Genome-wide association studies (GWASs) have yielded several novel associations between genetic variants and human disease phenotypes. Now, Shin et al. have used a similar approach that correlates genetic variants with metabolites isolated from human blood to produce a catalogue of genetic influences on the blood metabolome.

The investigators initially used chromatography and mass spectrometry to characterize and quantify the metabolites in plasma or serum samples from 7,824 healthy twin and singleton adults who were enrolled in 2 European studies. They identified 529 metabolites from 63 biochemical pathways that fall into broad metabolic groups such as carbohydrates, lipids and amino acids, and categorized them by heritability. The researchers then carried out genome-wide discovery analysis by genotyping the same samples and correlated these data with the metabolite data. Through this approach, they identified 299 associations between single-nucleotide polymorphisms (SNPs) and metabolites at 145 loci. They then produced a searchable network to show how these metabolites relate to each other and how they connect to the various metabolic genetic loci identified.

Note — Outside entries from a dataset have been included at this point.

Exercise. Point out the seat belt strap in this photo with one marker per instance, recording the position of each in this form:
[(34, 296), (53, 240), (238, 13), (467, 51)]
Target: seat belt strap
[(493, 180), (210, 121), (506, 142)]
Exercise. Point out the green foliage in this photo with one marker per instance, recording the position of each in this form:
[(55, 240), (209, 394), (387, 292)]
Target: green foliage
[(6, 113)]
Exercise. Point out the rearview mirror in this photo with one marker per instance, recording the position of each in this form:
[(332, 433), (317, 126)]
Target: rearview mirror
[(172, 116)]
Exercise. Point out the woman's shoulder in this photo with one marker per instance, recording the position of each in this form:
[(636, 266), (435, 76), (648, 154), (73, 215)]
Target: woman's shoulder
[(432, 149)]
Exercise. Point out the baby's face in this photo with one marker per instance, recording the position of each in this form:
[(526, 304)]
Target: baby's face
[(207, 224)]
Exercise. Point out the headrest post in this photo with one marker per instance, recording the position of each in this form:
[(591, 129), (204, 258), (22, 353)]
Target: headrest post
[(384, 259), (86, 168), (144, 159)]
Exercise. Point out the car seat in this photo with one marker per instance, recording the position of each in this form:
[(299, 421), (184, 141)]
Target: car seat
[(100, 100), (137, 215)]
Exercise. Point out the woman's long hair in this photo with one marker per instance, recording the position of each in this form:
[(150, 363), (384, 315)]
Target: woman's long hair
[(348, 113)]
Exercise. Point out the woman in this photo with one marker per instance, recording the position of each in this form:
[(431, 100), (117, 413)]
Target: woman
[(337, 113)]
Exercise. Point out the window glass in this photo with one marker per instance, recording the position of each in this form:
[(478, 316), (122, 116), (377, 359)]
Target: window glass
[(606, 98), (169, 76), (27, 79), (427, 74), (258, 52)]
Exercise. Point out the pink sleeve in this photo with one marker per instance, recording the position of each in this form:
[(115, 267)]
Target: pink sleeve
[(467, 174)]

Using data from the National Human Genome Research Institute GWAS catalogue, the authors further annotated their network by correlating the metabolite-associated SNPs they found with 55 SNPs that are associated with a complex trait or disease. They then searched for correlations between the metabolic genes identified and genes that are established or promising drug targets, which had been identified by the US Food and Drug Administration or the European Medicines Agency. This allowed them to show that “genes of pharmacological relevance (transporters, drug metabolizing enzymes and particularly drug targets) are significantly associated with metabolomic loci”, according to Nicole Soranzo (Welcome Trust Sanger Institute), one of the senior authors of the study.

This network provides a comprehensive map of blood metabolite–gene interactions and is a useful tool for uncovering the genetic basis of differences in human metabolism that affect a multitude of human diseases.